Wednesday, August 23, 2006

Her Contemplation of Being Gone

She wished she could end it. She wished she could end it right now.
She always wondered what it would be like, if she was gone. Would they be sad? Would they want her to come back? The ones that call themselves her "friends" always said the same thing.
"Of course they would," they said. "They're your family."
They all said it. Every single one of "her friends".
But what about them? Would they grieve her loss? Would they wish they could have done something? Would they even ask why?
Would any of them? "Family"? "Friends"? Would they?
How long would it take them to forget her? To forget that she ever existed. For the memory of her face, her smile, to fade away. For the sound of her voice to disappear. The style of her clothes, the smell of her hands, the color of her eyes... How long before they forget those? How long would it be before they don't even remember her name?
She laughed suddenly, realizing that they barely remember it now that she was here.
She looked up at her ceiling. She looked at her walls. She opened her closet and peered inside. How long would they wait before they decide that they can give away her room? How soon after she was gone would they take down her posters, donate her clothes to Goodwill, repaint her walls, give her stuffed animals away to baby cousins, stick her pictures in a shoebox and hide them away in storage?
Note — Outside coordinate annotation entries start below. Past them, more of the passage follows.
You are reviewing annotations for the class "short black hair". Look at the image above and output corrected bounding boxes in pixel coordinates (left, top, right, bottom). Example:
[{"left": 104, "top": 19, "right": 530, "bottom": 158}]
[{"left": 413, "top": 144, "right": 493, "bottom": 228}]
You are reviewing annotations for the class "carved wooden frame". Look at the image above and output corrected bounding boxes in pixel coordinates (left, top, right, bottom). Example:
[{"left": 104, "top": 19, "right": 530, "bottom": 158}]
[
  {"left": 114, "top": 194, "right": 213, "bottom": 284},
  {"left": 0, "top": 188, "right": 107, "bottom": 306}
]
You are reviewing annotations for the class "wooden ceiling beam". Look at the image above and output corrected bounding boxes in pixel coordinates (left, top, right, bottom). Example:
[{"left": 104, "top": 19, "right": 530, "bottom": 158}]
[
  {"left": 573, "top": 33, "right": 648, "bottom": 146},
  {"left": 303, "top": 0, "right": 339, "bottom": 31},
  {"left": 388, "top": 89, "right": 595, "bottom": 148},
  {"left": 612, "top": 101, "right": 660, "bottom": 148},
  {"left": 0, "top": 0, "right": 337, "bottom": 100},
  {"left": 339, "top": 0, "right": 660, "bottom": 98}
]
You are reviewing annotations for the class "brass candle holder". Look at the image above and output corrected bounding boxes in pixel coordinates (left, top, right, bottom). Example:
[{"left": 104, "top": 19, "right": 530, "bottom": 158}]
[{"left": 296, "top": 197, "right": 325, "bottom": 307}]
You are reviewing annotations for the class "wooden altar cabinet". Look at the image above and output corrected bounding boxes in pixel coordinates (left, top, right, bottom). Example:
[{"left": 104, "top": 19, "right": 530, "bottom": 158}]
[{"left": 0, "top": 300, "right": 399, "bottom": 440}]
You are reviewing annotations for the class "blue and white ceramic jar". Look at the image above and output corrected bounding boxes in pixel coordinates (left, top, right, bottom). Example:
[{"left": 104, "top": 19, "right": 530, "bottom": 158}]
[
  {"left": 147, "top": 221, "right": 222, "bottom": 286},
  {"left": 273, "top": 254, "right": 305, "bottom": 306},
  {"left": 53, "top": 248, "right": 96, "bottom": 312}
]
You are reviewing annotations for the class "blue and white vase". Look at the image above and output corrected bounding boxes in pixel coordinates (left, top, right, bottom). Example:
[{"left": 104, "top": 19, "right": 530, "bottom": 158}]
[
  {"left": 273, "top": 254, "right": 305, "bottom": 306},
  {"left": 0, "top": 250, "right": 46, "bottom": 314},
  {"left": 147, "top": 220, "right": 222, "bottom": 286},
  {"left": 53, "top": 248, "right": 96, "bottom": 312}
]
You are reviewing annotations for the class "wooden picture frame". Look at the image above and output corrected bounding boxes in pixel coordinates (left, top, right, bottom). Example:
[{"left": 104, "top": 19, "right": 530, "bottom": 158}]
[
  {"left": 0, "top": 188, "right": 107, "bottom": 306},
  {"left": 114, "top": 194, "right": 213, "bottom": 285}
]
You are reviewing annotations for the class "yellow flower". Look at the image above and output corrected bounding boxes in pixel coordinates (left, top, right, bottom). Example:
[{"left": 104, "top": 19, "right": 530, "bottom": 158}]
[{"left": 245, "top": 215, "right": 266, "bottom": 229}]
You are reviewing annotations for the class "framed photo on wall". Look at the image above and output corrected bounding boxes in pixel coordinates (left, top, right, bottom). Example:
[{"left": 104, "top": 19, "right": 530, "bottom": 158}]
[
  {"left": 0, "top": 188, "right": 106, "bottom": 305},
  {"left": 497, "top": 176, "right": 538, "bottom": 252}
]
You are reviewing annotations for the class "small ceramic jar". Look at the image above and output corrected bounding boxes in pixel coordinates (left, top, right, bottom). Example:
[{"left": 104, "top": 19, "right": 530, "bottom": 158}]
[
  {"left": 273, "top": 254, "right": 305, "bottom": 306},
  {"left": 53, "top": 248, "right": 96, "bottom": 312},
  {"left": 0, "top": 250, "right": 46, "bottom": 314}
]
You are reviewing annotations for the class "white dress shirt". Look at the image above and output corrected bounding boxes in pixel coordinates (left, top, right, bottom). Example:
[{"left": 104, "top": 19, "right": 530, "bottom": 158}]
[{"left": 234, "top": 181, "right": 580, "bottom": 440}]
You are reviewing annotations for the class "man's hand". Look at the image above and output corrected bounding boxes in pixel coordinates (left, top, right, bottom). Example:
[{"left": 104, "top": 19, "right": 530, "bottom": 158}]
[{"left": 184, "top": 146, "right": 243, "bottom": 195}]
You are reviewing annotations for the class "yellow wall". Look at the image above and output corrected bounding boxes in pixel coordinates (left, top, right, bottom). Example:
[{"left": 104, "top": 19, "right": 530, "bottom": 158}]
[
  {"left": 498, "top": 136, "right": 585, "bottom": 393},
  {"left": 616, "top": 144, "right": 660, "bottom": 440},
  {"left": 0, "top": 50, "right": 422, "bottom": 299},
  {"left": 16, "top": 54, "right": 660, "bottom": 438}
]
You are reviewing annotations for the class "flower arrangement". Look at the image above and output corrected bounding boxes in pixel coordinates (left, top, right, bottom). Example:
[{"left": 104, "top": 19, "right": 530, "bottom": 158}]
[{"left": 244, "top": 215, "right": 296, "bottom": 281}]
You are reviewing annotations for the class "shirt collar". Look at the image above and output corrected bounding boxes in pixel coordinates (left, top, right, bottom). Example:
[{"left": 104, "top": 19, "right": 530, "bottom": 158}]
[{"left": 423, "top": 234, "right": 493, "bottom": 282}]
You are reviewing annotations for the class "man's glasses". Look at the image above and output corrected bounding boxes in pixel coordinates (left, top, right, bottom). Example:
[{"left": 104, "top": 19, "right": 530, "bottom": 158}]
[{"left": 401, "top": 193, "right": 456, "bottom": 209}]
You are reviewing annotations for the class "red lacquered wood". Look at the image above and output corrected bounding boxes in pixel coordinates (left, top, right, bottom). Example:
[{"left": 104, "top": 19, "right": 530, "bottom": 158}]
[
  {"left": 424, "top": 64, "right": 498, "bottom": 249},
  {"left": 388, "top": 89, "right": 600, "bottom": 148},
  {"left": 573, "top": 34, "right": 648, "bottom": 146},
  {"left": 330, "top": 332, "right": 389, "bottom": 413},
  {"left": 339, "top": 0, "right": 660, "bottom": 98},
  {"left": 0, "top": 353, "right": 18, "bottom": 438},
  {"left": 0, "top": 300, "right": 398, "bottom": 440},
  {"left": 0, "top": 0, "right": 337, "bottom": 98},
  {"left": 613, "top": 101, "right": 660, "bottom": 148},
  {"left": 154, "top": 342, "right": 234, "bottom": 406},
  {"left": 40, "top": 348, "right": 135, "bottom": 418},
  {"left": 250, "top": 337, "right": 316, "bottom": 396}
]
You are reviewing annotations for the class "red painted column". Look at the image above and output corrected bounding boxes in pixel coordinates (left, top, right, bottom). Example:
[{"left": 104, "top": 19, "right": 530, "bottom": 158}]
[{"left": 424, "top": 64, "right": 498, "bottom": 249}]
Soon, probably, she mused.
It would be so easy, to end it all. All it took was the right equipment and the guts to actually do it. Feeling the way she did right then, she knew she had all of that.
Then she realized how much work it would really take.
There was the timing; to make sure that no one was around to stop her. The note; explaining why. The back-up plan; just in case.
She decided, no. Forget it. It was too much of a bother.
She'd rather die than kill herself, after all.